Inersia di masa lalu adalah bentuk komitmen, struktur, dan berat sistem yang menyakitkan saat jatuh. Di sisi lain, ia juga menjadi fondasi saat bangkit. Negara bisa menyusun ulang cetak biru pembangunan. Masyarakat bisa mendefinisikan ulang tujuan bersama. Kini, apa yang hendak dibangun kembali jika semua adalah sewa? Apa yang hendak dipertahankan jika semua bisa diganti?

*Doa Memohon Kembalinya Inersia*
Manusia selama ribuan tahun, sejak Newton sampai Steve Jobs sama-sama berfikir: bahwa dengan mengalahkan inersia, kita bisa lebih dekat pada Tuhan. "Ketika permukaan itu licin sempurna, kata Newton, benda akan terus bergerak, tanpa akhir, tanpa perlambatan. Seolah waktu tak lagi memberi batas. Seolah ia menuju ketidakhinggaan."

Tuhan, dalam banyak narasi Agama, tidak mengalami kelelahan. Ia tidak butuh waktu untuk bangkit, tidak butuh proses untuk pulih. Ia Maha Aktif, Maha Segera. Manusia pun tergoda untuk menjadi seperti itu. Akhirnya, inersia yang dulu menjaga kita dari kejatuhan, dianggap sebagai kelemahan. Kita ingin Dunia Tanpa Tunda, Hidup Tanpa Proses, Pasar Tanpa Hambatan, Kebijakan Tanpa Oposisi, Bahkan Cinta Tanpa Penantian.

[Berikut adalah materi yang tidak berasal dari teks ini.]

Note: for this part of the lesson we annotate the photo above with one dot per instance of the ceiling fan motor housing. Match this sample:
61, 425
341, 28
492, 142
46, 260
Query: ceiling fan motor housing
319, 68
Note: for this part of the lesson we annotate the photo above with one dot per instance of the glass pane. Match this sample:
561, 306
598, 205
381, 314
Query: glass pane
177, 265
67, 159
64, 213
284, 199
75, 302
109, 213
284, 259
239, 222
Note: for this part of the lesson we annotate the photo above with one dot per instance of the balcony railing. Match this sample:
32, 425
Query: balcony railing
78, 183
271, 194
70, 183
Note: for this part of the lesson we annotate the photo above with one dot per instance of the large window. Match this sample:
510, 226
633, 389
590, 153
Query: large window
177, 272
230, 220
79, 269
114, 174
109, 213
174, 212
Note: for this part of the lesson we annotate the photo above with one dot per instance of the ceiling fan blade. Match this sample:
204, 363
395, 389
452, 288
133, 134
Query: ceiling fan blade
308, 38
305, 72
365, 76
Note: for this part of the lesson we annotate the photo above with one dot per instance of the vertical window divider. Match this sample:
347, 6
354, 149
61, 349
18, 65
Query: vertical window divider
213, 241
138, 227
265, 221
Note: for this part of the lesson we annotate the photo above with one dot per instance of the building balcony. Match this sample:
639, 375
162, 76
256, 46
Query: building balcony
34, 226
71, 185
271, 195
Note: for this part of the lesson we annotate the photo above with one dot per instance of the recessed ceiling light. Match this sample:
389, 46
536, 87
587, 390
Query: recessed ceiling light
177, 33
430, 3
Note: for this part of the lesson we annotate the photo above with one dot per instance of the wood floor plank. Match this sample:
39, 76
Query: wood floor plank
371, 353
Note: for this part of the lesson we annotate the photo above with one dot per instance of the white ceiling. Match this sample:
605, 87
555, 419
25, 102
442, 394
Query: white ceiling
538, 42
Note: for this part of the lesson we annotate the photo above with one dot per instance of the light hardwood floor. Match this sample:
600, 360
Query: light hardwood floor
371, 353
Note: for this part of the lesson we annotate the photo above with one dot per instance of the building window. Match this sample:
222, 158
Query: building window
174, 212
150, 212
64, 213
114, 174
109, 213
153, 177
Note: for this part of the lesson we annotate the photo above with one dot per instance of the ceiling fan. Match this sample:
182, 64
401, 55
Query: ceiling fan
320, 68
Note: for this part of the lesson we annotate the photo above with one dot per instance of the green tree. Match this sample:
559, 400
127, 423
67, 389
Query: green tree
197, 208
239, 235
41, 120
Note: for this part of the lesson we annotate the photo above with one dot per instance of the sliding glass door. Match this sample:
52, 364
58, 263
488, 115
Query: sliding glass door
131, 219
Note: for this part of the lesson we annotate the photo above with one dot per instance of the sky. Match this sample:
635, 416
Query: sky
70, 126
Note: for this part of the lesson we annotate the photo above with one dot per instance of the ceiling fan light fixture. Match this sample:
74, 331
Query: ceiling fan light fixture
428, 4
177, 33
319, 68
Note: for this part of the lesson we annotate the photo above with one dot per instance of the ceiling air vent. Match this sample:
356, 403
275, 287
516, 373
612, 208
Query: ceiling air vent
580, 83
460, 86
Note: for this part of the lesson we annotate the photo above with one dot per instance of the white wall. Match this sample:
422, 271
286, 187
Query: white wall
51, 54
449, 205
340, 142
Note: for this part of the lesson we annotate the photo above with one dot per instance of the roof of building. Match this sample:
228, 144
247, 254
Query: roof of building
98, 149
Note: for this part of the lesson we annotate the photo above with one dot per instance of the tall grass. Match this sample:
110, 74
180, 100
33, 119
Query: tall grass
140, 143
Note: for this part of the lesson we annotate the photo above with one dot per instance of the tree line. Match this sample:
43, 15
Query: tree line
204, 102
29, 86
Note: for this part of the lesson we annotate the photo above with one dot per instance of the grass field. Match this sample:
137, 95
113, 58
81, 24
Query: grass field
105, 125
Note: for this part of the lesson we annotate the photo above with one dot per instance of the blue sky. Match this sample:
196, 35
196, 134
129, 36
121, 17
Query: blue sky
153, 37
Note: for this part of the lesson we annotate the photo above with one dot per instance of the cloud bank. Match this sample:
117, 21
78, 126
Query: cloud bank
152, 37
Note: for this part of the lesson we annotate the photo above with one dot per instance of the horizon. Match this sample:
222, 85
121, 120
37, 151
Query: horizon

Tapi justru di situ letak masalahnya. Karena inersia bukan musuh. Ia adalah bentuk perlindungan. Ia membuat benda tak mudah terlempar. Ia memberi tubuh kita kestabilan. membuat komitmen bisa bertahan dari godaan sesaat. Dan ketika kita berhasil menghapusnya, kita kehilangan semua penyangga. Dunia jadi begitu cepat, hingga tak ada yang bisa memeluknya. Bahkan kita sendiri.

Maka izinkanlah kami berdoa, "Tuhan, jika Engkau masih mendengar suara kami di balik notifikasi, ajari kami menunggu kembali. Ajari kami menerima rasa lambat, Ajari kami menunggu panen, Ajari kami mencintai sesuatu yang tidak bisa diburu. Agar kami tidak hanya selamat, tapi kembali menjadi manusia."